To her credit, Mrs. Oliver had great reflexes and handed him a plastic basin from a nearby table before he started vomiting. He hadn't eaten anything all day, but he'd had a soda around lunchtime hoping that it would settle his stomach. After a few minutes, he put the basin back on the table and wiped his mouth on the sleeve of his jacket. He couldn't believe that had just happened. He just wanted to go home and hide for a week.

"Feel better now?" Asked Mrs. Oliver.

"No." Jess slumped forward, arms wrapped around his stomach.

"Okay, well just one more thing and then you can go home." Mrs. Oliver gently put the tip of the digital thermometer in Jess' ear and waited a few seconds for it to register. "Alright," she said, "I'll just go call your uncle and have him pick you up."

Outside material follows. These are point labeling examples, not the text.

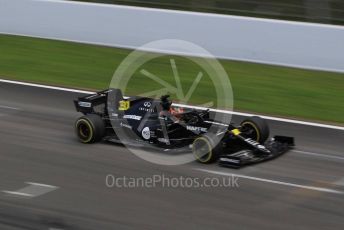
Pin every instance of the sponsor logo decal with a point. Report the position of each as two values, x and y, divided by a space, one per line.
85 104
126 125
163 140
196 129
146 133
230 160
147 104
132 117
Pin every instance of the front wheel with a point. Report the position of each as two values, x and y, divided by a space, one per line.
255 128
90 128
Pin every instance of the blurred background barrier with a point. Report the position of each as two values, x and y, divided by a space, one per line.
296 44
321 11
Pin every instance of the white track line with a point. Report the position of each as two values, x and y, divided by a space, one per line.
42 185
32 190
319 189
187 106
336 157
17 193
8 107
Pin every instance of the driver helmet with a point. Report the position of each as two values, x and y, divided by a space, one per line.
165 103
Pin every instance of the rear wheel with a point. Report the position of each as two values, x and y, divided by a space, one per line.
255 128
205 150
90 128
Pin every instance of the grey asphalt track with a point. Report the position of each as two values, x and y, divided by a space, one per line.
37 144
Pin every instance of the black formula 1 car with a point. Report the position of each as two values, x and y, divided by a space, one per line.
142 121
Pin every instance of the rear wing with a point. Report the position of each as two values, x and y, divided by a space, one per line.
97 102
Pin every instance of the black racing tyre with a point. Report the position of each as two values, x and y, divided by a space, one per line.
90 128
205 149
255 128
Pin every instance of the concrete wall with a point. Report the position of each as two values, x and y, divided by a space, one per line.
305 45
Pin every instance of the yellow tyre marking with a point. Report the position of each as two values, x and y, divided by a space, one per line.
210 152
255 127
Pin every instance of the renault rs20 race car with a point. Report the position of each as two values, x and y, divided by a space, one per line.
149 122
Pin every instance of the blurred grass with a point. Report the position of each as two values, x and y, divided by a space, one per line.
266 89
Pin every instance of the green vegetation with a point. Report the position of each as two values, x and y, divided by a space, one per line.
265 89
329 11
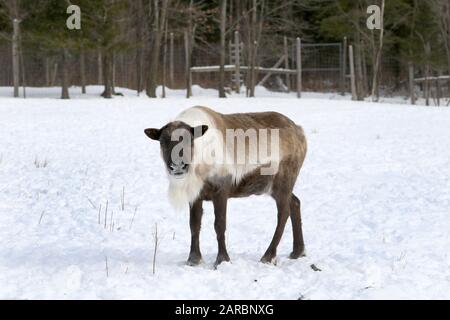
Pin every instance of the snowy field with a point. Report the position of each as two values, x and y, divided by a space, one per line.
375 190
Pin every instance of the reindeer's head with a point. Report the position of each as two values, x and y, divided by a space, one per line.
177 144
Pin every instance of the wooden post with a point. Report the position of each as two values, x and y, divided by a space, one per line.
237 62
412 93
299 67
352 72
16 57
344 66
113 73
188 65
171 66
47 72
286 63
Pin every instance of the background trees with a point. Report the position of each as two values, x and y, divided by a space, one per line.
130 42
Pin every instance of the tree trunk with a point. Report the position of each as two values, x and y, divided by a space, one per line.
158 29
100 68
223 19
16 57
64 76
376 69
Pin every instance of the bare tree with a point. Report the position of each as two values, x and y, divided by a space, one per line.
12 12
376 69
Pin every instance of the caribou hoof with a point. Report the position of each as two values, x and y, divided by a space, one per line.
194 260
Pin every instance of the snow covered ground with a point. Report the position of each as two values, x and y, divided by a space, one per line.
375 190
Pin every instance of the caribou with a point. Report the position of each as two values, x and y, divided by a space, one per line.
210 156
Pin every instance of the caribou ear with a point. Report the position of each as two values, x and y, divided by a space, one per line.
199 131
153 134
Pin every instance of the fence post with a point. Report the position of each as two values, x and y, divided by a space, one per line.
286 63
299 67
16 57
237 62
99 68
343 65
352 72
171 66
412 93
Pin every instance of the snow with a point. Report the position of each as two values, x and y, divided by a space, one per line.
375 191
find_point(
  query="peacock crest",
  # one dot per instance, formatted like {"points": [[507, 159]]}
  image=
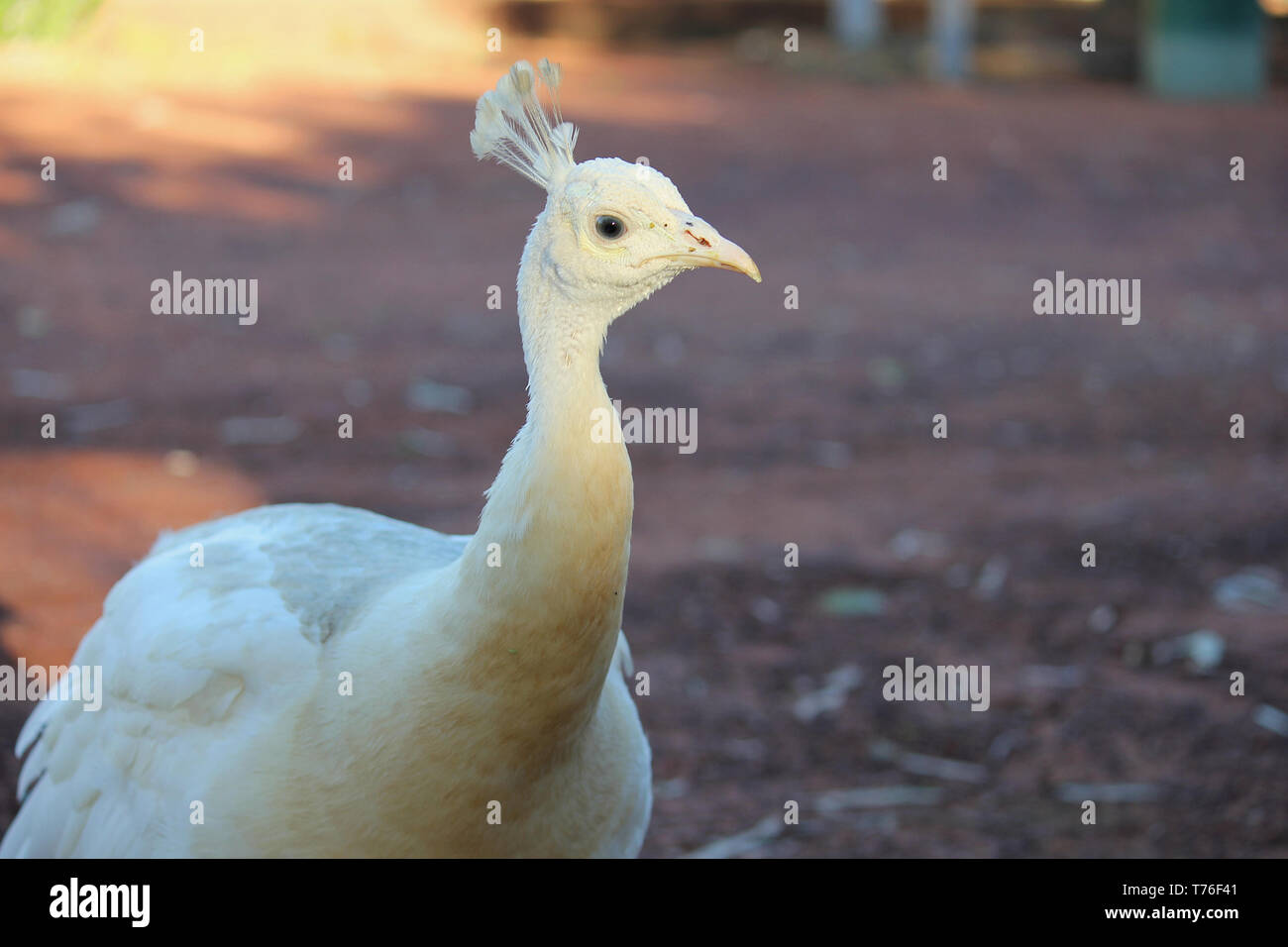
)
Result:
{"points": [[511, 127]]}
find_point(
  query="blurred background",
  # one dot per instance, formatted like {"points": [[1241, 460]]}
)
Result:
{"points": [[805, 131]]}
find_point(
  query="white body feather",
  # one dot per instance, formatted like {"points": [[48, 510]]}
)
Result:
{"points": [[223, 689], [488, 714]]}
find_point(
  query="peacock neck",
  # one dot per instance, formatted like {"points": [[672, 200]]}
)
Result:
{"points": [[550, 556]]}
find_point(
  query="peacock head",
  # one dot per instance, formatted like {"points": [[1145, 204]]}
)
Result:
{"points": [[610, 228]]}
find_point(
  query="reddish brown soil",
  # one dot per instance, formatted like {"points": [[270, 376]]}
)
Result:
{"points": [[814, 424]]}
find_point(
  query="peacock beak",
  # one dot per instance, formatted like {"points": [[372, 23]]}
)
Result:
{"points": [[703, 247]]}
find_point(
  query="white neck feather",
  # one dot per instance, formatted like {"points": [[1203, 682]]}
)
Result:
{"points": [[559, 515]]}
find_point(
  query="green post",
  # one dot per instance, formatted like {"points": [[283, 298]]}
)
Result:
{"points": [[1205, 48]]}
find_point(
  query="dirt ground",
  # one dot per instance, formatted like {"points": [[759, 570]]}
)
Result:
{"points": [[814, 424]]}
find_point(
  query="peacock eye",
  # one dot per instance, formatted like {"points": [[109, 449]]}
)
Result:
{"points": [[609, 227]]}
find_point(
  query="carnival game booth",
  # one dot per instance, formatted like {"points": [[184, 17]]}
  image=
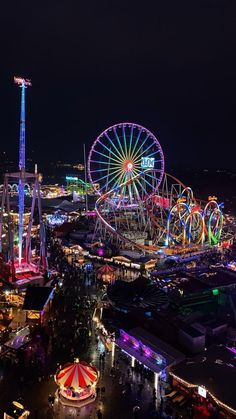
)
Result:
{"points": [[208, 381], [106, 273], [77, 382]]}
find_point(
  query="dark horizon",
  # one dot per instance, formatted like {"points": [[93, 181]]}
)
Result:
{"points": [[94, 65]]}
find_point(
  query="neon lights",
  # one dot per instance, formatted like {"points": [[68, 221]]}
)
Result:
{"points": [[117, 154], [147, 162], [72, 178], [22, 83]]}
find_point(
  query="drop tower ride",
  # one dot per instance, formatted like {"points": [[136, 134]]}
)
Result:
{"points": [[21, 260]]}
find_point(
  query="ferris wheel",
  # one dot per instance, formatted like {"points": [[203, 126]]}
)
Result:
{"points": [[128, 159]]}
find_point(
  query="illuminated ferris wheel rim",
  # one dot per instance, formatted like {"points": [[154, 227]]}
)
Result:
{"points": [[123, 161]]}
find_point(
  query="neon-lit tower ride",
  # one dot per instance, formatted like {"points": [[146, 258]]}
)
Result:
{"points": [[22, 260], [23, 84]]}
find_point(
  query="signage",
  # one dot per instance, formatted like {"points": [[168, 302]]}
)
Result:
{"points": [[147, 162], [202, 391]]}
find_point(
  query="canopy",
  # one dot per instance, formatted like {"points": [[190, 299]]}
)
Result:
{"points": [[106, 269], [77, 375]]}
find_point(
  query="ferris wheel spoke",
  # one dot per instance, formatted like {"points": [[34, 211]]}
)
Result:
{"points": [[100, 170], [105, 155], [125, 142], [136, 143], [118, 140], [140, 184], [108, 183], [155, 152], [110, 151], [140, 148], [131, 139], [151, 145], [113, 144], [105, 163], [106, 176]]}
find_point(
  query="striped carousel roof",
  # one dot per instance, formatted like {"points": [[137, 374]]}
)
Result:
{"points": [[77, 375]]}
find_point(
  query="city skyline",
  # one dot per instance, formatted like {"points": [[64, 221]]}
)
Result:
{"points": [[117, 63]]}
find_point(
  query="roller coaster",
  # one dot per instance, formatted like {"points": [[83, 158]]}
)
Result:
{"points": [[142, 207]]}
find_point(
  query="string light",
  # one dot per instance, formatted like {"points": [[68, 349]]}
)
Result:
{"points": [[218, 402]]}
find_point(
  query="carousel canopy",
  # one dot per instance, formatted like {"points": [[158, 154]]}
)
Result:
{"points": [[77, 375]]}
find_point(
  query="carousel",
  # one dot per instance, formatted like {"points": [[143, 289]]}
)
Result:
{"points": [[106, 273], [77, 383]]}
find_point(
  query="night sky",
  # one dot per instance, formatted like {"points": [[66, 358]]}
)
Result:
{"points": [[168, 65]]}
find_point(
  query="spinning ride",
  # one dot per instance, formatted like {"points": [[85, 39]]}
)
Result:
{"points": [[139, 205], [77, 382], [120, 155]]}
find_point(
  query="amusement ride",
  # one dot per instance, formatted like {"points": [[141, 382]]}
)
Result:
{"points": [[139, 205], [18, 245]]}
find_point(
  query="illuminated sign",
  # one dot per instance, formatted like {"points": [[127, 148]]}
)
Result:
{"points": [[201, 391], [147, 162], [212, 198], [71, 178], [181, 200]]}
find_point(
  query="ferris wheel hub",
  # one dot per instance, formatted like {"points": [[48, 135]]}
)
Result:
{"points": [[128, 166]]}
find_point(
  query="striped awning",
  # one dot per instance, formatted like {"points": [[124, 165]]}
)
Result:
{"points": [[77, 375]]}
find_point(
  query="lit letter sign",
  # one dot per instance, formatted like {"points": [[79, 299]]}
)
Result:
{"points": [[147, 162], [202, 391]]}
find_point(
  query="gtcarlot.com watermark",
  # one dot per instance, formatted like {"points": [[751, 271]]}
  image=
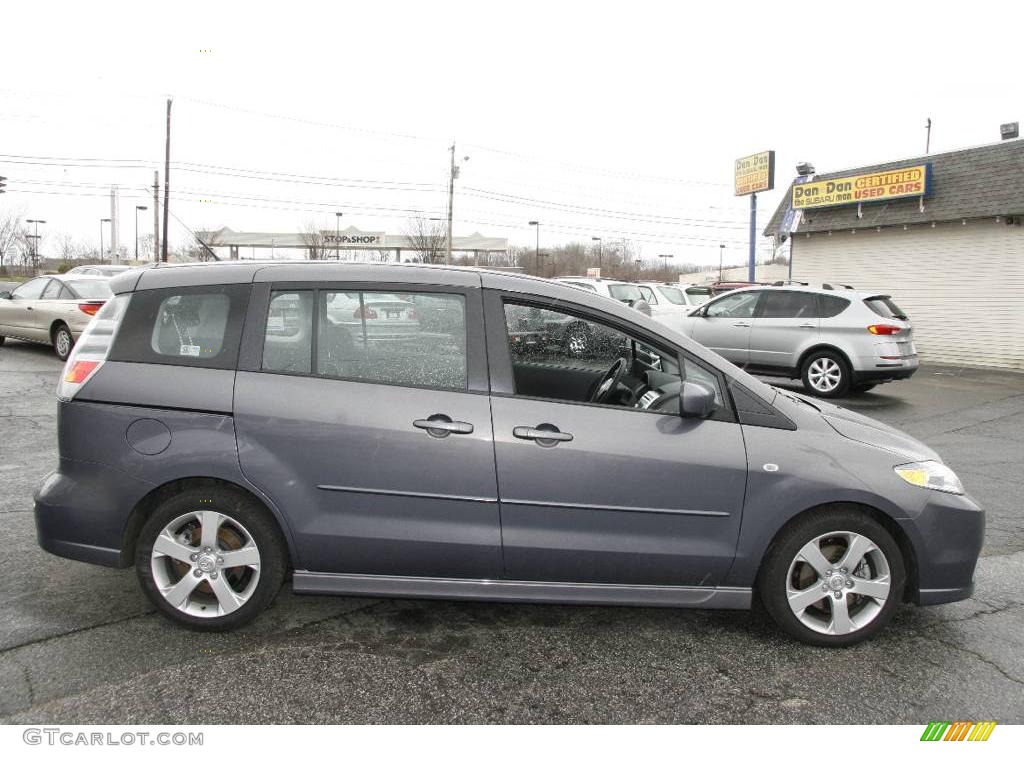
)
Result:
{"points": [[78, 737]]}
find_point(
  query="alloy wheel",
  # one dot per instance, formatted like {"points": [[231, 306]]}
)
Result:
{"points": [[205, 563], [838, 583], [62, 343], [824, 374]]}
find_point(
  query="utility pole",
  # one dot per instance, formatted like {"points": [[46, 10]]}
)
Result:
{"points": [[167, 180], [537, 251], [137, 209], [452, 172], [115, 243], [156, 215]]}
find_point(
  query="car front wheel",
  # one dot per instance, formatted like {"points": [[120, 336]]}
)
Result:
{"points": [[826, 375], [834, 579], [62, 342], [210, 558]]}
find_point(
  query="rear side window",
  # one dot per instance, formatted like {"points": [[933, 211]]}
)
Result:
{"points": [[788, 304], [195, 326], [388, 338], [885, 307], [832, 305], [288, 342], [673, 294]]}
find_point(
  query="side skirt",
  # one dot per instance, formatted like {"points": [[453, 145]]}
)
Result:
{"points": [[511, 591]]}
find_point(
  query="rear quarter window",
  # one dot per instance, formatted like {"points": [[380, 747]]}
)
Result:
{"points": [[200, 327]]}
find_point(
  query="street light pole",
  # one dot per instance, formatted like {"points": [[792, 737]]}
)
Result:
{"points": [[537, 250], [137, 209], [35, 242], [101, 222], [337, 236]]}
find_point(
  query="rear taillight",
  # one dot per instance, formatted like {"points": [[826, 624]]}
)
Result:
{"points": [[81, 371], [93, 345]]}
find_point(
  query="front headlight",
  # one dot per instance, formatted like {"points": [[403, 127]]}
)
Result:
{"points": [[932, 475]]}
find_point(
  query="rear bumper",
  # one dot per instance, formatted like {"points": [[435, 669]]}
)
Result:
{"points": [[946, 538], [873, 369], [82, 509]]}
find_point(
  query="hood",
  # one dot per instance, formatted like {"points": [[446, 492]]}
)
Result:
{"points": [[870, 431]]}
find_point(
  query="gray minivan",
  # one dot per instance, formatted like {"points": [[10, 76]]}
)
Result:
{"points": [[223, 425]]}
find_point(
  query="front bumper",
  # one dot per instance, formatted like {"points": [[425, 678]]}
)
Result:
{"points": [[946, 538]]}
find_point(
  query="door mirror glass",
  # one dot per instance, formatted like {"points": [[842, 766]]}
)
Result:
{"points": [[695, 400]]}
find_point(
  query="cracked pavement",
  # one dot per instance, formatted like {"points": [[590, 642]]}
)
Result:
{"points": [[80, 644]]}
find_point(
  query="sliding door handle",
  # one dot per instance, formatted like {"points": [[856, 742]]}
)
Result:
{"points": [[440, 425], [544, 434]]}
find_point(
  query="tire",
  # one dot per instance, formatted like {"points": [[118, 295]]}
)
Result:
{"points": [[788, 583], [221, 597], [64, 342], [825, 374], [578, 341]]}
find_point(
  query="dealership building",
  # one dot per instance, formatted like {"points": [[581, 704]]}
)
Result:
{"points": [[943, 235]]}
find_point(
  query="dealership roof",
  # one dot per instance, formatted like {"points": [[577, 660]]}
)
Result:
{"points": [[978, 182]]}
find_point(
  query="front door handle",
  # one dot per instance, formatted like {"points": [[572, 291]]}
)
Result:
{"points": [[545, 434], [440, 425]]}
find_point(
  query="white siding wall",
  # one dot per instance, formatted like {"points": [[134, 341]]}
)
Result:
{"points": [[962, 286]]}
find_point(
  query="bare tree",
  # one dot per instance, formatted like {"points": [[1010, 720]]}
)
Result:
{"points": [[10, 228], [427, 239], [315, 243]]}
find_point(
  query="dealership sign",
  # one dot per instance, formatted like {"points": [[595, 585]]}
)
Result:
{"points": [[755, 173], [913, 181]]}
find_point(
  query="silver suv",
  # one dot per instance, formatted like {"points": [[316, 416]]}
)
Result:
{"points": [[835, 340]]}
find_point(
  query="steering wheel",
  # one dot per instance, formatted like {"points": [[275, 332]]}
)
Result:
{"points": [[608, 384]]}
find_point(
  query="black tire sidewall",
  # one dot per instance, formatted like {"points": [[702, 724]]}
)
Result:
{"points": [[774, 571], [844, 382], [61, 329], [256, 520]]}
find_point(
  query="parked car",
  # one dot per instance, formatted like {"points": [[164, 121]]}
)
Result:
{"points": [[52, 309], [659, 475], [834, 340], [628, 293], [671, 302], [99, 270]]}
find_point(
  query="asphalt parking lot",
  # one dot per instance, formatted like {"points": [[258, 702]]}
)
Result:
{"points": [[80, 644]]}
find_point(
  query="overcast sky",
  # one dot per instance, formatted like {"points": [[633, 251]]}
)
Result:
{"points": [[612, 120]]}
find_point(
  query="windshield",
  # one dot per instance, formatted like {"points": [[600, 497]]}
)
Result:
{"points": [[625, 292], [90, 289], [672, 294]]}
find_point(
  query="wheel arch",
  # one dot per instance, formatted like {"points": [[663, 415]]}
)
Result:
{"points": [[148, 503], [822, 347], [895, 529]]}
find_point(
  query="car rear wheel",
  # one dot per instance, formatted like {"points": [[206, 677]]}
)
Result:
{"points": [[834, 579], [62, 341], [826, 375], [210, 558]]}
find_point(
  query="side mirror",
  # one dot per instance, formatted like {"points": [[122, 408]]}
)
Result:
{"points": [[695, 400]]}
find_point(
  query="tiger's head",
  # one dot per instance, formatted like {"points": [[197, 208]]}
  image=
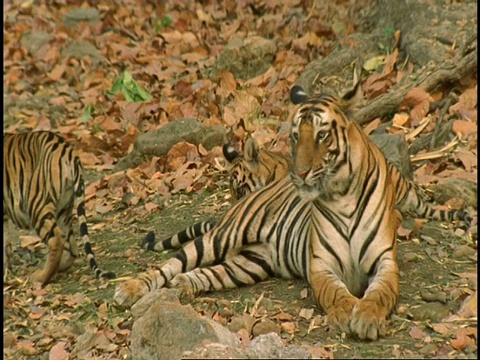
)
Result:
{"points": [[318, 143], [254, 168]]}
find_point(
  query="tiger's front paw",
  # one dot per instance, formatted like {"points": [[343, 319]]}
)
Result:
{"points": [[43, 277], [129, 292], [182, 282], [368, 320], [339, 315]]}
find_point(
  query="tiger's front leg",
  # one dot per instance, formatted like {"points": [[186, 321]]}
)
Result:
{"points": [[370, 313], [333, 297]]}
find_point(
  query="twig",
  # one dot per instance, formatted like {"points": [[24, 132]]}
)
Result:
{"points": [[436, 154], [449, 72], [448, 102]]}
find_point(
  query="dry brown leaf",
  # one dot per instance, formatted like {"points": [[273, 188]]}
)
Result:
{"points": [[464, 128], [26, 347], [58, 352], [463, 340], [469, 307], [283, 317], [307, 314], [442, 328], [414, 97], [390, 61], [227, 84], [181, 153], [304, 293], [320, 352], [288, 327], [372, 126], [401, 119], [417, 333], [468, 159], [29, 240]]}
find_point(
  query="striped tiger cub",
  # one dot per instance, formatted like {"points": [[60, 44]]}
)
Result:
{"points": [[42, 183], [250, 171], [331, 222]]}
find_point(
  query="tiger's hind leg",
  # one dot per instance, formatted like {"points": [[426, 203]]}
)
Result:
{"points": [[250, 266], [70, 252], [176, 241], [54, 238], [203, 251]]}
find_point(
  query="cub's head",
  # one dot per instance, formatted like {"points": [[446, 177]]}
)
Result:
{"points": [[318, 141], [254, 168]]}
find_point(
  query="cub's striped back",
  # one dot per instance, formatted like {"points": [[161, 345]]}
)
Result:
{"points": [[251, 170], [332, 222], [42, 183]]}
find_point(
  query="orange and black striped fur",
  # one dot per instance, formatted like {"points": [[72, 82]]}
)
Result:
{"points": [[42, 183], [332, 222], [250, 171]]}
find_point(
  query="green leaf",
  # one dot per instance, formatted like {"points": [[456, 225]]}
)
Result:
{"points": [[87, 114], [129, 88], [166, 21]]}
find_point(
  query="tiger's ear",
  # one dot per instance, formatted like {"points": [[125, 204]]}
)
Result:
{"points": [[230, 153], [251, 149], [298, 95]]}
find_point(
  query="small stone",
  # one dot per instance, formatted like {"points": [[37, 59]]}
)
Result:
{"points": [[265, 327], [463, 252]]}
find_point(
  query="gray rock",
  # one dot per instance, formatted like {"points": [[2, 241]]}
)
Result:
{"points": [[270, 346], [450, 188], [159, 142], [74, 16], [266, 346], [433, 311], [79, 49], [246, 58], [395, 149], [167, 329], [34, 40], [160, 295]]}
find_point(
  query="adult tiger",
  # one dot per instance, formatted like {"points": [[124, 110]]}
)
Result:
{"points": [[250, 171], [332, 222], [42, 182]]}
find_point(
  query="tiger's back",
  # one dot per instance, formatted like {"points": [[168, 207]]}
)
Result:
{"points": [[331, 222], [43, 183]]}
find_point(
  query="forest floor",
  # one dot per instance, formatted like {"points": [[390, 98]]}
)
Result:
{"points": [[67, 68]]}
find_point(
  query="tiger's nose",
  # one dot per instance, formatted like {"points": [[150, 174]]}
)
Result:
{"points": [[303, 173]]}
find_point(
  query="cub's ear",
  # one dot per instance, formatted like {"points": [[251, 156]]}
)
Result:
{"points": [[298, 95], [229, 152], [251, 150]]}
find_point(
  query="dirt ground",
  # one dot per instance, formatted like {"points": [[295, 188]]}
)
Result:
{"points": [[433, 285]]}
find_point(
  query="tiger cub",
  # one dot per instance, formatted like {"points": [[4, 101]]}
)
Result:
{"points": [[42, 183], [250, 171], [331, 222], [257, 168]]}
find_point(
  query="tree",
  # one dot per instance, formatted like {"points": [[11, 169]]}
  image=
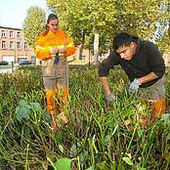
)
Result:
{"points": [[33, 24], [103, 19]]}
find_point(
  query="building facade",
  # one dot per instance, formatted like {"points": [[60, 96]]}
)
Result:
{"points": [[13, 47]]}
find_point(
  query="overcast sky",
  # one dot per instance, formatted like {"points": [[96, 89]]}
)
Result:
{"points": [[13, 12]]}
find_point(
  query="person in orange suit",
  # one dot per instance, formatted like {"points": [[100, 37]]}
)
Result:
{"points": [[53, 46], [143, 64]]}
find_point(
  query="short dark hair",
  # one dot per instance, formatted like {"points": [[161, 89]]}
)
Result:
{"points": [[123, 39]]}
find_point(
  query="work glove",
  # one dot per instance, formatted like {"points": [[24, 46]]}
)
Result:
{"points": [[134, 86], [110, 98]]}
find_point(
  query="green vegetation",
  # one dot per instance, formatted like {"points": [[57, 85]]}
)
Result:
{"points": [[97, 137]]}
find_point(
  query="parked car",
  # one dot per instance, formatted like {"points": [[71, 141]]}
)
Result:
{"points": [[4, 63]]}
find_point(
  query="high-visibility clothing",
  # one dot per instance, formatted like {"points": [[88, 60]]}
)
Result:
{"points": [[55, 75], [156, 95]]}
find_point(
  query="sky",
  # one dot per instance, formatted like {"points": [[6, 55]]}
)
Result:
{"points": [[13, 12]]}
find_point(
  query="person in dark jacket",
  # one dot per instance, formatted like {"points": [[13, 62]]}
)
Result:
{"points": [[144, 66]]}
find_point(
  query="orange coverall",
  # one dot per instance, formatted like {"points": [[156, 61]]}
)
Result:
{"points": [[55, 76]]}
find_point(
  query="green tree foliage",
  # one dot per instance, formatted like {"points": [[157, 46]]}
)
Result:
{"points": [[33, 24], [108, 17]]}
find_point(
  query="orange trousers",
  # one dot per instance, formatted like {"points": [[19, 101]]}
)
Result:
{"points": [[51, 99], [158, 108]]}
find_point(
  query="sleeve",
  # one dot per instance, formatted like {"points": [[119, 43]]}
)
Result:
{"points": [[108, 64], [41, 52], [155, 60], [70, 47]]}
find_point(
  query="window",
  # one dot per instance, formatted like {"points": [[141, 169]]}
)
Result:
{"points": [[4, 45], [3, 33], [11, 34], [11, 45], [18, 45], [18, 34], [25, 46]]}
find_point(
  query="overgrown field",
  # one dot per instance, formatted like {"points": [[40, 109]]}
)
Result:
{"points": [[98, 136]]}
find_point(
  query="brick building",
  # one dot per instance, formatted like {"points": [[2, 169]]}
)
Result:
{"points": [[13, 47]]}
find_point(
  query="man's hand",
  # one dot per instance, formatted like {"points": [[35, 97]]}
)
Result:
{"points": [[134, 86], [54, 51], [110, 98]]}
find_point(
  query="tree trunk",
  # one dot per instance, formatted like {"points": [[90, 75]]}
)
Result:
{"points": [[96, 48]]}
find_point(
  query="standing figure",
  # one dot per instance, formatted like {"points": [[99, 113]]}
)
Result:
{"points": [[144, 66], [53, 47]]}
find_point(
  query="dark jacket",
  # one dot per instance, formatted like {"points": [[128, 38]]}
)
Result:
{"points": [[146, 59]]}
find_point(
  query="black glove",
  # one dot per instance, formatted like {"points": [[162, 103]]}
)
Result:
{"points": [[134, 86]]}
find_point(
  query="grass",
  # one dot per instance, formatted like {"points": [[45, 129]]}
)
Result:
{"points": [[98, 136]]}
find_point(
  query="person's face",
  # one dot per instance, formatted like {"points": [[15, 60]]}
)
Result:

"Can't I just walk home? I mean I can see it from the school."

"Nope, sorry, school policy. If you're too sick to be at school, then your parent or guardian has to come pick you up so you don't pass out in the street on your way home and we don't get sued."

"I won't sue you, I promise, we're not a very litigious family."

"Sorry, I gotta call your uncle. I'm sure he won't mind." Mrs. Oliver picked up the school directory on her desk and dialed Luke's number. "Hello, Mr. Danes? This is Mrs. Oliver at Stars Hollow High. We need you to come pick Jess up."

There was a pause.

"What? Nothing, he hasn't done anything."

Another pause.

"Sir, I'm the school nurse. I'm calling because Jess was sent to my office by one of his teachers because he was feeling ill. He is running a fever of 102 degrees and throwing up. Will you please come take him home?"

Another pause, longer this time, Luke was probably frantically apologizing.

"It's alright Mr. Danes, we'll see you soon." Mrs. Oliver hung up the phone. She looked at Jess, "You get in trouble a lot, sugar?"

"Guess so." Jess said.

"You can lie down on the table there, sugar. I'm sure your uncle will be here soon." Mrs. Oliver picked up the basin from the table and went into the adjoining room where he heard water running.

Her suggestion that he lie down was more and more tempting by the second, especially since the temperature in the room seemed to have dropped about twenty degrees suddenly and he couldn't stop shivering, but he remained seated at the end of the table.